ZWEITER HÄNDLER: Ganz gutes Sujet; aber ob das Juden kaufen?

ERSTER HÄNDLER: Sollen sich taufen lassen; dann koofen sie's.

PISSY PUCK: Emil, hat er nich was von Schulze an sich?

ERSTER HÄNDLER: Schwache Nachahmung. Schulze hat mehr Seele, mehr ursprüngliche Kraft als der kleene Literat. Det Janze is zu sehr Kaffeehausaufmachung.

ZWEITER HÄNDLER: Det Janze is expressionistisch.

ERSTER HÄNDLER: Naja, ooch so'n Mitschreier der neuen Phrasen. Man könnte die Sache ooch jotisch uffziehn.

EIN KRITIKER (in der Toilette des Restaurants Kreuzberg) : Die Seele der Jotik is von mich; dreizehn Mark fuffzig die vierte Auflage.

(Kinematographen kommen.)

DIREKTOR: Ah, die große Puck. Gnädige Frau, wissen; total unmögliche Sache, dieser Kreuzmensch. Abgekurbelt, uninteressant. Könnten Gnädige nicht mitgedreht werden? Die Olle kann aus dem Bildausschnitt 'rausjehn. Sie könnten viel besser Mutter Gottes markieren.

ERSTER HÄNDLER: Kostenpunkt! Kostenpunkt! Mutter Gottes ist schwere Kiste, undankbare Rolle.

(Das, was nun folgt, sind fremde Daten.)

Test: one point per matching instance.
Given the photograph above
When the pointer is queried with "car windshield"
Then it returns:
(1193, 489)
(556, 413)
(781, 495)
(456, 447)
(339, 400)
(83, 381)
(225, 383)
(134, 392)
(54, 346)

DIREKTOR: Wir sind großzügig; großzügig!

(Man verhandelt.)

ERSTER HÄNDLER (zur Mutter Gottes) : Junge Frau, jehn Se aus dem Film 'raus. Pissy macht det besser.

MARIA: Lassen Sie mich, bitte, bei meinem Sohn.

ERSTER HÄNDLER (zum zweiten): Toppsohn, jeben wir ihr ein Stipendium von fünfzig M.; ich bin großzügig.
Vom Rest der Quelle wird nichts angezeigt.